Droit devant, au bout d'une interminable allée de pierres pâles, se tient la grande bâtisse blanche de style victorien aux hautes fenêtres et volets mauves. Entourée par une multitude de haies et de rosiers taillés et décorée de plusieurs colonnes de marbre, j'ai conscience que cette grande maison serait plutôt qualifiée de petit palais par d'autres yeux que les miens. 

Je devine l'immense jardin à la pelouse parfaitement entretenue à l'arrière de la maison et je me demande vaguement si la balançoire y est toujours. 

Chris emprunte l'allée qui mène à l'arrière du domaine et mes yeux semblent vouloir tout avaler en même temps. Mon oncle gare la voiture alors que mon nez est collé à la vitre. Si je pensais que mes yeux d'enfant avaient agrandi l'endroit, je suis détrompée sur le champ. 

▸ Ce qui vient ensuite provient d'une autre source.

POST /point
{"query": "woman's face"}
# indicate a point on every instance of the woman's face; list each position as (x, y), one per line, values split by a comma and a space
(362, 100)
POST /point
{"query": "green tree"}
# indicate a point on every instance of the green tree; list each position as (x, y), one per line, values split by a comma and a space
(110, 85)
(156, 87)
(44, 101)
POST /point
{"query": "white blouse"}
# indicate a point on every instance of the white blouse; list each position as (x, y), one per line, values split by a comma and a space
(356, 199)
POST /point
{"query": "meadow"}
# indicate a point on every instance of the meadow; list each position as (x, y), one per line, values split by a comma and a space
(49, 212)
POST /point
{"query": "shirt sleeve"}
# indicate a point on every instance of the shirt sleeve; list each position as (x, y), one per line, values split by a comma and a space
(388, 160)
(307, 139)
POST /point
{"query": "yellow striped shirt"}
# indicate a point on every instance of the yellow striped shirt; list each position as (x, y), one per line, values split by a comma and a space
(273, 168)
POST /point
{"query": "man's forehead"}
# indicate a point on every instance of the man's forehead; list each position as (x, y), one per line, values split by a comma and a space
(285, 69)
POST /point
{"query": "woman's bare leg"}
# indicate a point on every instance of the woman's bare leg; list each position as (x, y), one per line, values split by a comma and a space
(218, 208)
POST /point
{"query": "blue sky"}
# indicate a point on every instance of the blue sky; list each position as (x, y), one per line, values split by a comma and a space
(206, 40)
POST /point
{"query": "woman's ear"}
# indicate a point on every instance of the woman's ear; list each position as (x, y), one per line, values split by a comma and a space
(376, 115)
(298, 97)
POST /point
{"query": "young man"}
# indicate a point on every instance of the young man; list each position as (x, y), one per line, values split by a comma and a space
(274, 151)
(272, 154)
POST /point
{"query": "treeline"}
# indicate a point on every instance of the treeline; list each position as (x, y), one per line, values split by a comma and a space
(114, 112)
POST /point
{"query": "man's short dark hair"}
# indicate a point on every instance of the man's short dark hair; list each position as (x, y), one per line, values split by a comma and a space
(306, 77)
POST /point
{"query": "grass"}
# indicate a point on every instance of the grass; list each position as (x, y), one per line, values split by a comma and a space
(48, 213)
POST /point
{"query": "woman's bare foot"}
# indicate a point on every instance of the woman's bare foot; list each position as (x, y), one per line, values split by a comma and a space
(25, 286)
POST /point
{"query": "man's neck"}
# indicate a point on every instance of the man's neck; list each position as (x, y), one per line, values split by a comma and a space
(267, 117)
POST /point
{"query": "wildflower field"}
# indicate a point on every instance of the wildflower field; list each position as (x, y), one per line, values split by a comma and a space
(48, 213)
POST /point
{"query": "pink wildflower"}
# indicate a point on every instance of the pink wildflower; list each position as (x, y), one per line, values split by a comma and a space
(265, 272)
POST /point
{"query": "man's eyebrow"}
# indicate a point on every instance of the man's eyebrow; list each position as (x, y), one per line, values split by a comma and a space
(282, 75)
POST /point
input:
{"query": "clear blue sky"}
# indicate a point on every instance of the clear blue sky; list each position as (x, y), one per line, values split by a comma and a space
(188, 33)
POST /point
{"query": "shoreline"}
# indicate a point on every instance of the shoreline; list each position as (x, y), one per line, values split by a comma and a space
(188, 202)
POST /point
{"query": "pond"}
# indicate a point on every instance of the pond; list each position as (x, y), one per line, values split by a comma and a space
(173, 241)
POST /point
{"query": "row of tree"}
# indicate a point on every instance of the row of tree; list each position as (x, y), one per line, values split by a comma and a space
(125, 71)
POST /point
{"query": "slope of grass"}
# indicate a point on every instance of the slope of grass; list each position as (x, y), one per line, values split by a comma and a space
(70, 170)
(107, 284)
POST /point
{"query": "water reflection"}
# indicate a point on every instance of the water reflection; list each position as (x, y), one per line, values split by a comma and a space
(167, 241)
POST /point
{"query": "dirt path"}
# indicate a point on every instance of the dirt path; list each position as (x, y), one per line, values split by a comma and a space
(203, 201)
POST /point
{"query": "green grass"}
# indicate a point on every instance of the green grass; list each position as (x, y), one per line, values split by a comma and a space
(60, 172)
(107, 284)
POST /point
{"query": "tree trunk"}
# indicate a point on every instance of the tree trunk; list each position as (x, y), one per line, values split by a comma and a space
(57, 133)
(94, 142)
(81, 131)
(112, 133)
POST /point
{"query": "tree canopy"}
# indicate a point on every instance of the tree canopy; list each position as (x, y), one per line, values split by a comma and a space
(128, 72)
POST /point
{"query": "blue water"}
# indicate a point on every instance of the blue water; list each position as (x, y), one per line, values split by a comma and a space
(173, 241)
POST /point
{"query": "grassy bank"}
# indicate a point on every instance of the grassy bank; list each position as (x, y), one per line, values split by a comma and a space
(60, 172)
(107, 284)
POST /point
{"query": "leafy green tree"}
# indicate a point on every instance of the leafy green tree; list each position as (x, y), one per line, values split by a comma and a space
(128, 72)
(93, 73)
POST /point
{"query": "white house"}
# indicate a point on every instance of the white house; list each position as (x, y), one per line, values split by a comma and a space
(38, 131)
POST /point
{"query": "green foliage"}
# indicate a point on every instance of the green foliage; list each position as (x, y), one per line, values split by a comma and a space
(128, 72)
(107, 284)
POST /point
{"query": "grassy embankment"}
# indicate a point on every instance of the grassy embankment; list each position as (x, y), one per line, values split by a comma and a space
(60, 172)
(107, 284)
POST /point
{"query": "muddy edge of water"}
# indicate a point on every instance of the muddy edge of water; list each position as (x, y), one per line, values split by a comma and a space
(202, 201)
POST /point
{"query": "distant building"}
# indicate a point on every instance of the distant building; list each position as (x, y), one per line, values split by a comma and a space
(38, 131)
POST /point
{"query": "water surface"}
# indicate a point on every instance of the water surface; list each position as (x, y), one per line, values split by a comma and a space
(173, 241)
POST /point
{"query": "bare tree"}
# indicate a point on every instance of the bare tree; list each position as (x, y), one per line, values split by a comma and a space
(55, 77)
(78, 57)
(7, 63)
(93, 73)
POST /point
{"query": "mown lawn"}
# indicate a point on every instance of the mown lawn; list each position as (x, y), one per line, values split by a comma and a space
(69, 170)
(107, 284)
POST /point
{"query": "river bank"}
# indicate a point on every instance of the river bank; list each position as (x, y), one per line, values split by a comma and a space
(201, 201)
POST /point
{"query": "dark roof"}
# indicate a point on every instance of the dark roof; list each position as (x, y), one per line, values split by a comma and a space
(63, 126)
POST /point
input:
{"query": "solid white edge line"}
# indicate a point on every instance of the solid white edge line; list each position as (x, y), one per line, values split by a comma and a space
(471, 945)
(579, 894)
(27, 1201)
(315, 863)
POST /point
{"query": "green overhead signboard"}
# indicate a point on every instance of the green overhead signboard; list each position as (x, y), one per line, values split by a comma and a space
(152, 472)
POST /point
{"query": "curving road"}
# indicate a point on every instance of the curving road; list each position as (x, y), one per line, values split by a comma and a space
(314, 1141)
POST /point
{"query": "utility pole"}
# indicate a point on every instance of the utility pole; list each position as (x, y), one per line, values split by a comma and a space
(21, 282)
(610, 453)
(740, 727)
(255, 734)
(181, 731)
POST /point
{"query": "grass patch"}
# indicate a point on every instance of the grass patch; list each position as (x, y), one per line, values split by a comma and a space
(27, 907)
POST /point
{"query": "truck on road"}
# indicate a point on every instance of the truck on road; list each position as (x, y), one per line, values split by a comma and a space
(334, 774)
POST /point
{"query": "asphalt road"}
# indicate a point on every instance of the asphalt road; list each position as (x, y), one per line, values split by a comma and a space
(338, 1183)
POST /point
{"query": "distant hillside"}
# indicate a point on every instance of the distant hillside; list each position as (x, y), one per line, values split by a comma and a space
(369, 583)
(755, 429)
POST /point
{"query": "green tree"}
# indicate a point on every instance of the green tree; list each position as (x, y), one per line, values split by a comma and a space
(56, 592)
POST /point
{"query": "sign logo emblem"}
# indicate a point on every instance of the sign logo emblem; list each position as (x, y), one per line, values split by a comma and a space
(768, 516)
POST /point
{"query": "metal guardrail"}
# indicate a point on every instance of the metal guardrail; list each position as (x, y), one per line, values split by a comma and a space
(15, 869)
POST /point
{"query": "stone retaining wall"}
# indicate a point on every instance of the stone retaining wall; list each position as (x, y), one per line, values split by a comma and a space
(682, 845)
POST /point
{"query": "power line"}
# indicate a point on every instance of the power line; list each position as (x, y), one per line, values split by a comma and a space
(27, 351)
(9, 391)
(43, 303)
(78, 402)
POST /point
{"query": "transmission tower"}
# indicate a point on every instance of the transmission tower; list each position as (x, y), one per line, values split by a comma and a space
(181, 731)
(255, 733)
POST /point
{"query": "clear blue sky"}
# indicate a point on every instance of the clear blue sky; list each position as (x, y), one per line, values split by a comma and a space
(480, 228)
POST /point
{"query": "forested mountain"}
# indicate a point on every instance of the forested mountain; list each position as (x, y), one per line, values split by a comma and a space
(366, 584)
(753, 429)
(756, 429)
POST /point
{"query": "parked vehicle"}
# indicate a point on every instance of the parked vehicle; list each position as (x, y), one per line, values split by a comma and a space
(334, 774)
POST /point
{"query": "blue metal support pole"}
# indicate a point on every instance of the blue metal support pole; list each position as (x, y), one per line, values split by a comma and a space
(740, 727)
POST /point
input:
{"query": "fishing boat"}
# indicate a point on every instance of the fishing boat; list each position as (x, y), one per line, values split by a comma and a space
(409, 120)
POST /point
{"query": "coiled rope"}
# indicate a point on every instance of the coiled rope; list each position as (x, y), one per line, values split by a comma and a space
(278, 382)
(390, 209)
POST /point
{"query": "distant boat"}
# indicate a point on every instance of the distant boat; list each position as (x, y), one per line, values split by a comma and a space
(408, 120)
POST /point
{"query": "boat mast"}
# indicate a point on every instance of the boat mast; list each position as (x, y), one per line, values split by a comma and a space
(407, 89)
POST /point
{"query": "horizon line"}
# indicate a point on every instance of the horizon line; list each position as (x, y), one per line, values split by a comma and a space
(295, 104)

La cour est tellement grande que je ne distingue pas les clôtures qui délimitent le terrain. Mon regard parcourt à la vitesse de l'éclair la grande fontaine circulaire toute proche du bâtiment, les hautes haies qui dissimulent la piscine, le gargantuesque garage à voitures de Chris mais mes yeux se sont presque instantanément dirigés vers la droite. 

J'ouvre la portière, bondis hors de la voiture en moins de temps qu'il n'en faut pour le dire et cours vers le grand pré où une dizaine de chevaux broutent, somnolent, trottent et s'abreuvent. 

J'escalade rapidement la barrière et reste perchée là à observer le spectacle, le cœur battant de joie. Je repère quelques alezans, un grand pommelé, deux pies, un noir avec une étoile sur le front et une Isabelle aux grandes balzanes avec, collé contre son flanc, un minuscule poulain. Je retiens un petit cri de joie qui ne me donnerait pas plus de six ans mais mon expression de gamine comblée ne doit tromper personne parce que j'entends Chris rire à mes côtés. Ce n'est pas vraiment un rire, plutôt un rictus amusé. Je ne l'avais même pas vu s'accouder à la barrière.

- Tu n'as pas tellement changé finalement, dit-il avec ce qui ressemble à une pointe de soulagement.

Je me demande un instant si c'est une bonne chose ou non. C'est toujours difficile de savoir avec lui mais je distingue ce léger plissement de lèvres qui équivaut à un sourire chez Chris et je lui rends mon sourire le plus éclatant. 

Je souris beaucoup moins ces dernières années- je n'ai plus vraiment de raison de le faire- mais mon père me disait souvent que quand je souriais c'était comme si toutes les étoiles du ciel s'étaient allumées. J'adorais quand il disait ça. Chris me regarde un instant en clignant des yeux puis reporte son attention sur les chevaux.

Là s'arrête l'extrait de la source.